2 Das bewusste Stilleben [Dulwich Picture Gallery] sieht nun so holländisch aus, dass man es einem Nachfolger von Kalf wie P. Gallis oder J. v. Streek zuschreiben würde (The still life in question [DPG] looks so Dutch that one would ascribe it to an imitator of Kalf, such as P. Gallis or J. van Streek).

3 Ingamells 2008, p. 86: ‘One of very few paintings known by Walton, DPG429 is wholly Dutch in character and much resembles the work of Simon Luttichuys (1610–61)’, and note 1: ‘Who was b. London but worked principally and d. in Amsterdam. I am grateful to Bernd Ebert for indicating this comparison.’ As Ingamells mentions no other picture by Parry Walton, we still assume that this is the only one.
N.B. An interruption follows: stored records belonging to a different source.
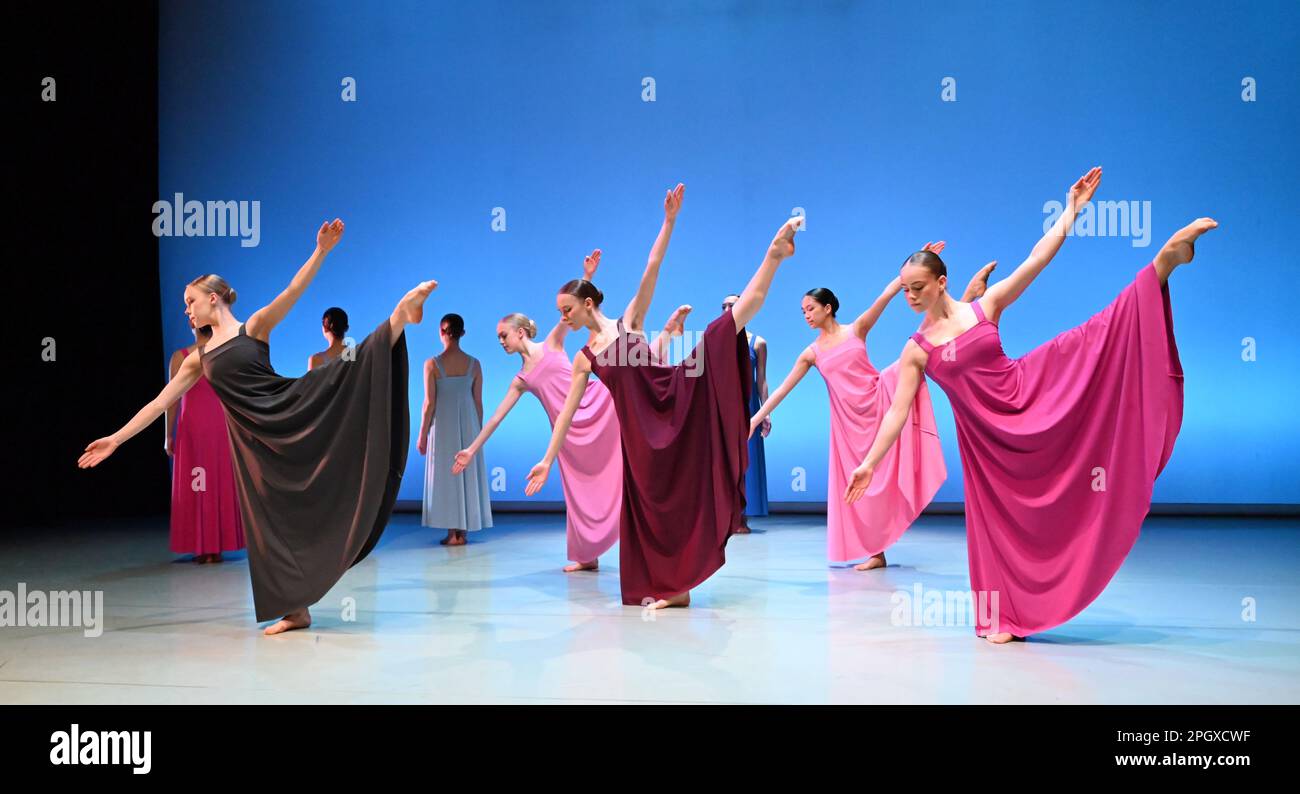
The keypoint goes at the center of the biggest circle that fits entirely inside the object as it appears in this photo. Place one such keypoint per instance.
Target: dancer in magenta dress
(204, 499)
(1060, 447)
(592, 455)
(683, 428)
(911, 469)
It was also the only picture under Parry Walton in Art UK, see https://artuk.org/discover/artworks/still-life-200408 (May 20, 2020).

4 Ebert 2009, p. 139: ob das Gemälde nicht möglicherweise eine Kopie nach einem unbekannten Gemälde von Luttichuys ist (whether the picture might not be a copy after an unknown painting by Luttichuys).

5 Ebert 2009, p. 370, Sim A23.

6 ibid., p. 371, Sim A24.

7 RKD, no. 297847: https://rkd.nl/en/explore/images/297847 (July 13, 2020); Ebert 2009, pp. 371–2, Sim A25.

8 ibid., pp. 372–3, Sim A26; RKD, no. 204299: https://rkd.nl/explore/images/204299 (Feb. 26, 2017).

9 ibid., p. 373, Sim A27.

10 ibid., pp. 374–5, Sim A30.

11 Letter from Bernd Ebert to John Ingamells, 6 Sept. 2004 (DPG429 file), with images of his cat. nos Sim A23–27.

12 Gerson 1942/1983: see above, note 2.

13 Talley 1983, p. 163 (transl. of Van Hoogstraten 1678).

14 Not in Kalinsky & Waterfield 1987.

15 NB: in this entry there is a confusion with our original entry for DPG429. That picture is after Simon Luttichuys, not DPG355.

16 Kalinsky & Waterfield 1987, p. 26.

17 Peter Murray, note in DPG355 file.

18 Van Hoogstraten 1678, as cited in Talley 1983, p. 163.